Nigeria, due to its large population, has the highest absolute number of female genital mutilation (FGM) worldwide, accounting for about one-quarter of the estimated 115–130 million circumcised women in the world. The objective of this review is to ascertain the current status of FGM in Nigeria. Pertinent literature on FGM retrieved from internet services [Google search on FGM in Nigeria, www.online Nigeria, PubMed of the national library of medicine www.medconsumer. Info/tropics/fgm.htm, Biomedcentral and African Journal Online (AJOL) (FGM)] and textbooks, journals, and selected references for proper understanding of the topic was included in this review. The national prevalence rate of FGM is 41% among adult women. Evidence abound that the prevalence of FGM is declining. The ongoing drive to eradicate FGM is tackled by World Health Organization, United Nations International Children Emergency Fund, Federation of International Obstetrics and Gynecology (FIGO), African Union, The economic commission for Africa, and many women organizations. However, there is no federal law banning FGM in Nigeria. There is need to eradicate FGM in Nigeria.
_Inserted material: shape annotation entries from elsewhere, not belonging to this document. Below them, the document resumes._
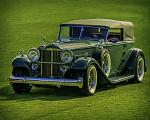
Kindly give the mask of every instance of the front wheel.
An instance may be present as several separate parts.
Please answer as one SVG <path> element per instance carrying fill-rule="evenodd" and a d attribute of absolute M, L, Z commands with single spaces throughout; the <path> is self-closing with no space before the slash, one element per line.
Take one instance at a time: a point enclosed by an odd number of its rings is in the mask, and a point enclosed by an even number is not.
<path fill-rule="evenodd" d="M 89 96 L 93 95 L 96 91 L 97 87 L 97 70 L 95 65 L 90 65 L 83 77 L 83 87 L 82 92 L 83 95 Z"/>
<path fill-rule="evenodd" d="M 13 76 L 16 76 L 16 77 L 29 76 L 28 71 L 24 68 L 14 68 L 12 74 Z M 29 93 L 32 88 L 32 86 L 26 83 L 12 83 L 11 85 L 15 93 L 18 93 L 18 94 Z"/>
Education of the general public at all levels with emphasis on the dangers and undesirability of FGM is paramount.

Keywords: Female genital cutting, Female genital mutilation, Harmful traditional practice, Nigeria

Introduction

Female genital mutilation (FGM) is defined by the World Health Organization (WHO) as all procedures which involve partial or total removal of the external female genitalia and/or injury to the female genital organs, whether for cultural or any other non-therapeutic reasons.[1] In Nigeria, subjection of girls and women to obscure traditional practices is legendary.[2] FGM is an unhealthy traditional practice inflicted on girls and women worldwide. FGM is widely recognized as a violation of human rights, which is deeply rooted in cultural beliefs and perceptions over decades and generations with no easy task for change.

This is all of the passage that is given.